We are putting significant efforts into methods aimed at the identification of somatic alterations in DNA derived from FFPE tumor blocks and collected in the context of phase 2 or 3 clinical trials with targeted cancer therapies. For instance, we are routinely genotyping hotspot mutations in various oncogene pathways using Sequenom Massarray, determining copy number alterations of cancer genes using Illumina SNP arrays, or applying whole-genome and exome sequencing on specific series of solid tumors and matched germline DNAs using a HiSEQ2000 Illumina sequencer. In particular, we are studying a unique series of tumors with mismatch repair deficiency and have already discovered mutation patterns of therapeutic and diagnostic relevance in these tumors. We are also involved in a large-scale project that uses exome-sequencing and SNP array profiling of primary and relapsed tumors from patients with sensitive or relapsed ovarian cancer to identify markers of platinum response. Finally, we are also performing exome-sequencing in several collaborative projects, such as with C. Sotiriou and C Desmedt (Bordet Institute) to reveal heterogeneity of primary and metastatic breast cancer, or with C. Blanpain to identify novel driver mutations in mouse skin tumors arising due to mutagen exposure to the skin.
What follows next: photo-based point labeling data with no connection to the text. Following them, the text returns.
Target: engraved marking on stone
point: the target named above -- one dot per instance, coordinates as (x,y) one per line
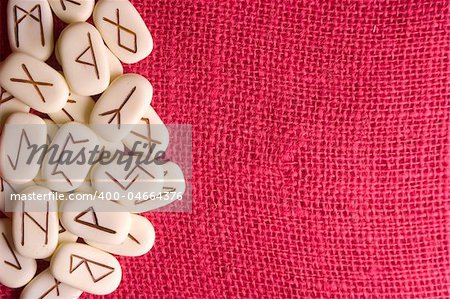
(121,28)
(31,81)
(148,138)
(133,239)
(7,98)
(9,185)
(45,230)
(69,138)
(38,18)
(94,59)
(17,263)
(55,286)
(63,3)
(126,187)
(94,223)
(89,263)
(116,112)
(61,228)
(70,101)
(23,136)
Legend: Copy Number Alterations in a uterine leiomyosarcoma as revealed by whole-genome sequencing.
Finally, we are also taking part in several large-scale international initiatives that aim to unravel the complex genetic basis of breast, ovarium and endometrial cancer (BCAC, OCAC and ECAC). Up to 6,000 of our DNA samples from patients with these gynaecologic cancers have been genotyped on Illumina SNP chips together with >100,000 samples from at least 50 other studies. The scale of these multi-centered efforts is unprecedented and will lead to the identification of numerous novel cancer susceptibility loci. Additional correlations with disease characteristics, disease severity and outcome will also identify novel prognostic markers of these cancers. We are actively contributing to this large-scale initiative and are also leading a number of projects within these initiatives.